The new fuel rationing program comes less than two years after organic farming was mandated in Sri Lanka, outlawing the use of synthetic fertilizers and leading the entire nation into a massive food shortage crisis and catastrophic economic collapse.   

These WEF- and United Nations-inspired fertilizer policies have led to massive protests throughout Sri Lanka, with dozens of Sri Lankan politicians having their homes burned down by an increasingly desperate citizenry.

During the tumultuous protests, the president ended up fleeing the country and resigning, which allowed Wickremesinghe, who was the prime minister at the time, to become the nation’s new president.

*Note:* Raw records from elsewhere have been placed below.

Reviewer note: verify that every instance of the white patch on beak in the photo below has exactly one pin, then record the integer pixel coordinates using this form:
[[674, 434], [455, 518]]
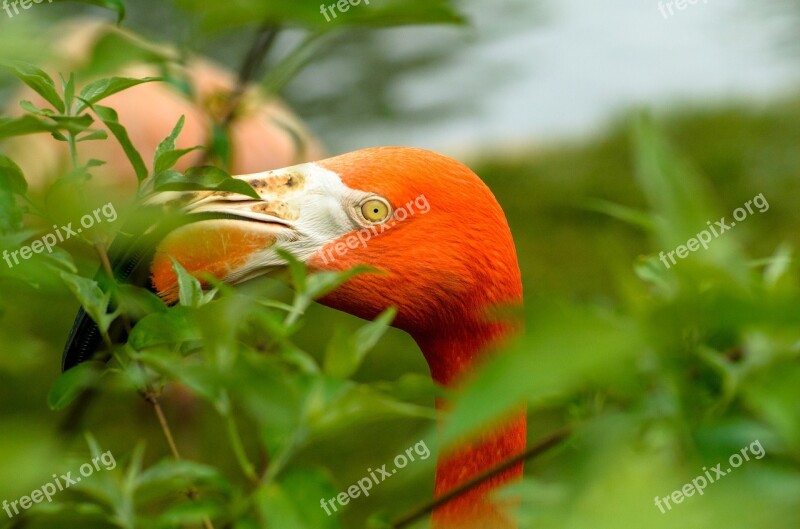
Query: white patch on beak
[[302, 208]]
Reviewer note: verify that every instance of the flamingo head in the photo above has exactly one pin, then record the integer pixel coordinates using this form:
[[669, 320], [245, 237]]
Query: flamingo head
[[438, 241]]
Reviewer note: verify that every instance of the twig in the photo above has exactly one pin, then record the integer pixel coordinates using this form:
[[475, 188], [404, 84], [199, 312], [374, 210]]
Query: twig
[[537, 449], [262, 44], [152, 398]]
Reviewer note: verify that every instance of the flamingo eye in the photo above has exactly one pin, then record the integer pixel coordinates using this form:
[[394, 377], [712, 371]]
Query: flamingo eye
[[376, 210]]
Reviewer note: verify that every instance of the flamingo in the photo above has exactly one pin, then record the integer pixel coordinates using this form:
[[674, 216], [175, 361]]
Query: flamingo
[[445, 266]]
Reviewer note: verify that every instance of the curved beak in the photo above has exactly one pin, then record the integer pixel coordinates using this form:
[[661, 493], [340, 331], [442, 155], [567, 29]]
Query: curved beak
[[300, 210]]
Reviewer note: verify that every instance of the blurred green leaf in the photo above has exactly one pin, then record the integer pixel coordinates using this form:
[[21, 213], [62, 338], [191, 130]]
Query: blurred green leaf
[[72, 383], [346, 351], [205, 178], [294, 501], [117, 6], [109, 116], [175, 326], [92, 298], [38, 80], [98, 90], [11, 176]]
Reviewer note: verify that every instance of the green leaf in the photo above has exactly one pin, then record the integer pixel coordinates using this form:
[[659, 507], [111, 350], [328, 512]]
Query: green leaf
[[117, 6], [167, 476], [347, 351], [39, 81], [10, 212], [176, 326], [205, 178], [137, 302], [25, 125], [68, 88], [285, 504], [191, 292], [11, 176], [103, 88], [307, 13], [92, 298], [93, 135], [72, 383], [166, 155], [109, 116], [27, 106]]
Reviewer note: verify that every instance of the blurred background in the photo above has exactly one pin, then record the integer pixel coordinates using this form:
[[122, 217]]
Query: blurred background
[[603, 130]]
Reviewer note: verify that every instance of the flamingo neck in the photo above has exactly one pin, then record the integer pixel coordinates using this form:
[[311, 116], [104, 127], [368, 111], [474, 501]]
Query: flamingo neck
[[451, 356]]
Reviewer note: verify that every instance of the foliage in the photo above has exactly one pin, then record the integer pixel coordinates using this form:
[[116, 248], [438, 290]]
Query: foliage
[[661, 372]]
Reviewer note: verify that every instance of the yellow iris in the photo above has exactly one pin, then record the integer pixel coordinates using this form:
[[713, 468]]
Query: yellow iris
[[375, 210]]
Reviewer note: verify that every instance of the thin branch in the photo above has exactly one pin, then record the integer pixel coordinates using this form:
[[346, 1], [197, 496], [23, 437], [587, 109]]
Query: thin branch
[[152, 398], [259, 49], [537, 449]]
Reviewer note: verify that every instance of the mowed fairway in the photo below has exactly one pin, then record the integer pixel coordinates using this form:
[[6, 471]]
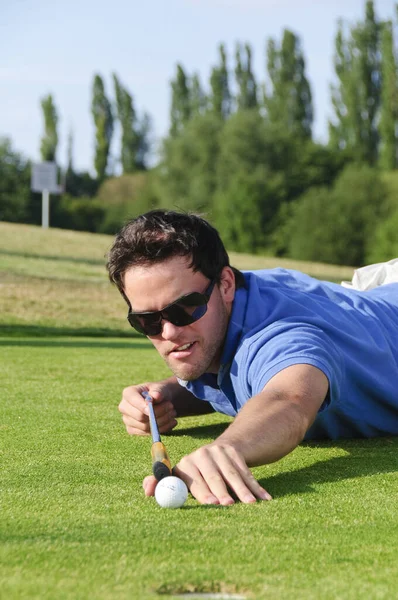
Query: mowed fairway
[[74, 523]]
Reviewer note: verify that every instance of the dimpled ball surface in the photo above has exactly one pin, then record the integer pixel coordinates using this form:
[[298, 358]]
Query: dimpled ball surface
[[171, 492]]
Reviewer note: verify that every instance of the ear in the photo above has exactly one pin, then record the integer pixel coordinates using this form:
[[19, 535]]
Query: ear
[[227, 285]]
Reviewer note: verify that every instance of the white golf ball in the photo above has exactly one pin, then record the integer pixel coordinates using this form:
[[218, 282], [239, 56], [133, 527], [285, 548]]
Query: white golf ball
[[171, 492]]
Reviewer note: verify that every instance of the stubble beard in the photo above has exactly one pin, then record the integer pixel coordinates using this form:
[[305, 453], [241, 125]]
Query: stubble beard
[[210, 353]]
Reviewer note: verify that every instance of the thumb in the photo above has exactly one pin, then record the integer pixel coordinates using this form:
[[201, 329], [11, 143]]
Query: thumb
[[149, 485]]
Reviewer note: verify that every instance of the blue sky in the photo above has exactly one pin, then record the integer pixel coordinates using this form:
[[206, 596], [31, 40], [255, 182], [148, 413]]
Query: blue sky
[[57, 46]]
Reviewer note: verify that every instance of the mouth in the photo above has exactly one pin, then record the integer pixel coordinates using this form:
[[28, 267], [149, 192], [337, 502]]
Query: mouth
[[182, 351]]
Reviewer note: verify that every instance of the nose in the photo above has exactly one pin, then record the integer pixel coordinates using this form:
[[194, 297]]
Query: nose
[[170, 331]]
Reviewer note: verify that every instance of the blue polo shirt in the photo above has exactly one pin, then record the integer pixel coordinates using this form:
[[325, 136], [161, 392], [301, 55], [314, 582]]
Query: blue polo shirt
[[282, 318]]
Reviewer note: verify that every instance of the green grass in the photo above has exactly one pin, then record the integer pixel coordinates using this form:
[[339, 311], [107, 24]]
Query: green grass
[[54, 282], [74, 522]]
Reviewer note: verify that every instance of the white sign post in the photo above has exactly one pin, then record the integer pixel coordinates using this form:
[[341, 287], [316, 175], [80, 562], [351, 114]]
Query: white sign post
[[44, 180]]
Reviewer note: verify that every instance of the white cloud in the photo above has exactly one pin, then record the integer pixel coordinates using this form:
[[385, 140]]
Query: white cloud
[[39, 75]]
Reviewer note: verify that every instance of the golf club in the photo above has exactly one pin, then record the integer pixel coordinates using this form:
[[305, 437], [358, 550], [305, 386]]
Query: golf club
[[161, 466]]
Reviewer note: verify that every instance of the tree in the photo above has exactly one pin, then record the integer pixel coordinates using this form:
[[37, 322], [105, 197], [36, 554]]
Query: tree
[[180, 111], [289, 103], [198, 98], [247, 87], [49, 141], [103, 121], [389, 100], [189, 163], [336, 225], [69, 152], [14, 184], [128, 121], [356, 97], [220, 98]]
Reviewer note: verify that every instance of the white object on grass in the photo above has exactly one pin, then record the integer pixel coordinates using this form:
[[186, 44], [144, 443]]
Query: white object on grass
[[171, 492], [371, 276]]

Despite the devastating impact of the fertilizer policies, which are an integral aspect of the United Nations’ 2030 Agenda for Sustainable Development, the Sri Lankan government has still not made any indication that they plan to rescind the policies causing immense harm to their people.

In fact, while Sri Lanka continues to descend into starvation and the rationing of essential goods, other leaders with connections to the WEF and the UN’s 2030 Agenda, including Canadian Prime Minister Justin Trudeau, have doubled down on fertilizer policies of their own despite pleas from provincial agricultural ministers warning such measures would destroy the nation’s agricultural industry.

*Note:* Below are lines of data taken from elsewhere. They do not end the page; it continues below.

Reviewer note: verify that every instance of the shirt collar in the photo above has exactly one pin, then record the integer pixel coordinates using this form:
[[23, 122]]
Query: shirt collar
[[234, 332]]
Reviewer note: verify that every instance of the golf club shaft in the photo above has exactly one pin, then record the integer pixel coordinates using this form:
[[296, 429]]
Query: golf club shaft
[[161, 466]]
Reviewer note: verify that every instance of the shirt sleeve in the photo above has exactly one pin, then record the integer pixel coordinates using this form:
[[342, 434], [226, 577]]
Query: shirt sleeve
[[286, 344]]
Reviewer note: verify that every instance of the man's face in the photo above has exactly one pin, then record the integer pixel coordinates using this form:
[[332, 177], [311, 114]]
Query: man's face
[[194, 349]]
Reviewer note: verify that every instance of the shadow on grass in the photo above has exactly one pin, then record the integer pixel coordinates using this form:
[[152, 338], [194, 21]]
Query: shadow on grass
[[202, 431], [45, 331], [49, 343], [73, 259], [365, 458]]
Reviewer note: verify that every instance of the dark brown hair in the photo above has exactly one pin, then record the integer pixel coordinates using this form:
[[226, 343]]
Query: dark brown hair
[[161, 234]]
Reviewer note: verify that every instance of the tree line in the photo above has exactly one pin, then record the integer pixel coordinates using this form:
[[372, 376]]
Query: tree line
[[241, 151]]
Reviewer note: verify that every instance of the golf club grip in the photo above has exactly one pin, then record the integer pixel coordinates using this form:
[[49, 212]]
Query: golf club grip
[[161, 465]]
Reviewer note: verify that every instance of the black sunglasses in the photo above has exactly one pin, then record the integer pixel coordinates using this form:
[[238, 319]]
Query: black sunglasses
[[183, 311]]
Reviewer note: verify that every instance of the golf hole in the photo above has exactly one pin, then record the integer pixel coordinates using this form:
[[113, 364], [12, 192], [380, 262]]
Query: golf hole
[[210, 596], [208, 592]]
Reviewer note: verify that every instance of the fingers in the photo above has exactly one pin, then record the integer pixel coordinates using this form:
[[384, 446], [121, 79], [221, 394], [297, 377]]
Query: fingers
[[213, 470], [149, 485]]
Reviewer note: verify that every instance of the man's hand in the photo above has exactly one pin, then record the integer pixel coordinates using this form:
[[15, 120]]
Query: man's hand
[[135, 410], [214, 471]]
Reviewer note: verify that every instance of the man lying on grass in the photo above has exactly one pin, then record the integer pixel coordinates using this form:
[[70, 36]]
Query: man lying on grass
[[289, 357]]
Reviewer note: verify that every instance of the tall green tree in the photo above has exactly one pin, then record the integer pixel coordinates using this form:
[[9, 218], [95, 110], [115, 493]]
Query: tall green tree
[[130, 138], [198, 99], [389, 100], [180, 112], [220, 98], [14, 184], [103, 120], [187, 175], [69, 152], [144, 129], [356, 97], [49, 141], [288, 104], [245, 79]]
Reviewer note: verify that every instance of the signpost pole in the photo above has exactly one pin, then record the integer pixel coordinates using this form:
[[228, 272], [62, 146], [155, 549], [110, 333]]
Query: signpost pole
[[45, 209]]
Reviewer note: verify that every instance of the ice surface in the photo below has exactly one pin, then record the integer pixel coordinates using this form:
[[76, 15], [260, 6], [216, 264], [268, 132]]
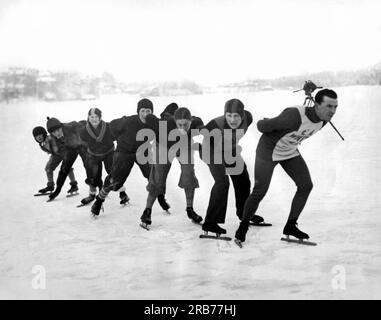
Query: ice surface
[[113, 257]]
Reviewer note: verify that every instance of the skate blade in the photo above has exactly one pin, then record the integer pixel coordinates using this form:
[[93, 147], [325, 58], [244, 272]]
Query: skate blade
[[261, 224], [69, 195], [83, 205], [216, 237], [238, 243], [144, 226], [41, 194], [299, 241]]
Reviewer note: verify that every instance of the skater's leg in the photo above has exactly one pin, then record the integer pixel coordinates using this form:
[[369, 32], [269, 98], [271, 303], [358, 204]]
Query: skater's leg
[[94, 173], [298, 171], [72, 176], [188, 181], [150, 200], [189, 196], [158, 178], [218, 200], [51, 165], [121, 168], [263, 172], [68, 161], [241, 184]]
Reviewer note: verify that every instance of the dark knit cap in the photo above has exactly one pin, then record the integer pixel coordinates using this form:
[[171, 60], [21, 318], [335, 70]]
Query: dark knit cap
[[53, 124], [235, 106], [39, 130], [96, 111], [182, 113], [145, 104]]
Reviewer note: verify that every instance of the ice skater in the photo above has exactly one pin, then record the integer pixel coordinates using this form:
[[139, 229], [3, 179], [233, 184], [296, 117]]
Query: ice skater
[[100, 149], [67, 137], [231, 128], [48, 145], [278, 144], [124, 131], [180, 120]]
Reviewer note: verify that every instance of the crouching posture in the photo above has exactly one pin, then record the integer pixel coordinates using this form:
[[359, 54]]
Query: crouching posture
[[48, 144], [100, 149], [221, 152], [124, 130], [279, 145], [176, 123], [68, 140]]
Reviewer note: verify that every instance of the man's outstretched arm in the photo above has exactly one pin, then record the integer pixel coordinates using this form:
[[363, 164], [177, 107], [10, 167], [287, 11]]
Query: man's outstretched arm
[[289, 119]]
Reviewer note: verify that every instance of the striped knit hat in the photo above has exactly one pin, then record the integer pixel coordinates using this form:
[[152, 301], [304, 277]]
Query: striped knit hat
[[96, 111]]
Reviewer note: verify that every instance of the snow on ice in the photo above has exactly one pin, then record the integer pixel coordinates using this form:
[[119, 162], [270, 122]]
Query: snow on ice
[[112, 257]]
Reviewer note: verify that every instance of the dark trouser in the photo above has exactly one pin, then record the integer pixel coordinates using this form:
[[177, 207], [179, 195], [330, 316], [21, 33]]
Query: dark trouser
[[94, 165], [67, 163], [218, 201], [296, 168], [51, 165], [159, 173], [121, 168]]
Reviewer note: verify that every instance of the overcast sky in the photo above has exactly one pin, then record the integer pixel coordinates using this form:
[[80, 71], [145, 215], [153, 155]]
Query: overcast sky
[[207, 41]]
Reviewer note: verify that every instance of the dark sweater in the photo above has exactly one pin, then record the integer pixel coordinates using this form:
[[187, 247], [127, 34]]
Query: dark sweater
[[124, 131], [100, 141]]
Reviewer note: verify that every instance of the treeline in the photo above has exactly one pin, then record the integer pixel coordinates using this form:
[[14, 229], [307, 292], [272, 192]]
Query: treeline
[[16, 83], [369, 76]]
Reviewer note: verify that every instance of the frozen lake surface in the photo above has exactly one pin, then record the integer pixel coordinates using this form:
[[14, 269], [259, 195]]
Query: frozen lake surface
[[113, 258]]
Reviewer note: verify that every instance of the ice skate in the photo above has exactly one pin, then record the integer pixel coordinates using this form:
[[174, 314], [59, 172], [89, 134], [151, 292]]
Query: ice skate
[[291, 229], [124, 199], [193, 215], [97, 206], [215, 228], [258, 221], [163, 203], [240, 234], [87, 200], [45, 191], [73, 189], [146, 219]]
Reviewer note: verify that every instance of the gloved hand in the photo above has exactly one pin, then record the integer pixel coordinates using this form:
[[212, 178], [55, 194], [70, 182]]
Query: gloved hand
[[53, 195], [169, 111]]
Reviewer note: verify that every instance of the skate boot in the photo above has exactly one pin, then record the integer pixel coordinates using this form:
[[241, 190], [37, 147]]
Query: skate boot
[[97, 206], [290, 229], [259, 222], [256, 219], [240, 234], [193, 215], [123, 197], [48, 188], [74, 187], [88, 199], [146, 218], [213, 227], [163, 203]]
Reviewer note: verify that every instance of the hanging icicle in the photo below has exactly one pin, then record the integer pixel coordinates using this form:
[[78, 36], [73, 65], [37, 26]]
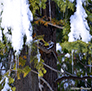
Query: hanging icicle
[[50, 9], [16, 17], [72, 61], [79, 26]]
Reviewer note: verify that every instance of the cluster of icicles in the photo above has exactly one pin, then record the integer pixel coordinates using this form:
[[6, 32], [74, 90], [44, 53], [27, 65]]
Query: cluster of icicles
[[16, 16]]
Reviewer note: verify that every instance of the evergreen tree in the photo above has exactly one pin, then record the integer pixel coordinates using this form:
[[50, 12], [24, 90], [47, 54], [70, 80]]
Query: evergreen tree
[[39, 66]]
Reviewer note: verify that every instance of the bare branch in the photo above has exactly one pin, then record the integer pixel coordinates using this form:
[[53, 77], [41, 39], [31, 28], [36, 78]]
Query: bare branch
[[49, 23], [52, 68], [72, 77], [47, 84]]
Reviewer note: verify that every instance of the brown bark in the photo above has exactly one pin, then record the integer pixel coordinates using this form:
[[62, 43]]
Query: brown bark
[[30, 82], [49, 59]]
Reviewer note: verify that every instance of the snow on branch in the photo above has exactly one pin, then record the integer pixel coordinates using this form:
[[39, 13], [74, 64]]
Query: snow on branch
[[16, 16], [49, 23]]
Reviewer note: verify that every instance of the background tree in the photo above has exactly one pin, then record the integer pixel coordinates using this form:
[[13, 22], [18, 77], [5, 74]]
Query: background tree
[[73, 66]]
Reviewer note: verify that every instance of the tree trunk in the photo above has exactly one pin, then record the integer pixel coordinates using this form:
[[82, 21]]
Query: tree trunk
[[49, 35], [30, 82]]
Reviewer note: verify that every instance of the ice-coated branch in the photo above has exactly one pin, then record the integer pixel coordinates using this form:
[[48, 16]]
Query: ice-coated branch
[[49, 23], [46, 83], [72, 77]]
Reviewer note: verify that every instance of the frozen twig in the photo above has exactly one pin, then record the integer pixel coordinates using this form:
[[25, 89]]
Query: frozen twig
[[49, 23], [46, 83]]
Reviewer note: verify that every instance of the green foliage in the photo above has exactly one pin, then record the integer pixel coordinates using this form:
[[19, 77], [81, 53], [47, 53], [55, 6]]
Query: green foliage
[[36, 4], [64, 5], [78, 45]]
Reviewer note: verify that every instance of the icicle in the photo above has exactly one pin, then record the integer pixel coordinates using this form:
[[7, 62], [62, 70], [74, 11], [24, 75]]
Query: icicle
[[50, 9], [86, 79], [79, 25], [40, 9], [72, 61], [17, 16], [90, 65]]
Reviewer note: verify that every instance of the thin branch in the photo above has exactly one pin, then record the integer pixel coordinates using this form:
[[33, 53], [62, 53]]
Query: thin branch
[[58, 80], [49, 51], [43, 80], [52, 68], [47, 84], [49, 23]]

“The Trudeau government has apparently moved on from their attack on the oil and gas industry and set their sights on Saskatchewan farmers,” Saskatchewan Minister of Agriculture David Marit said in response to Trudeau’s fertilizer reduction plan.

“The world is looking for Canada to increase production and be a solution to global food shortages. The Federal government needs to display that they understand this. They owe it to our producers.”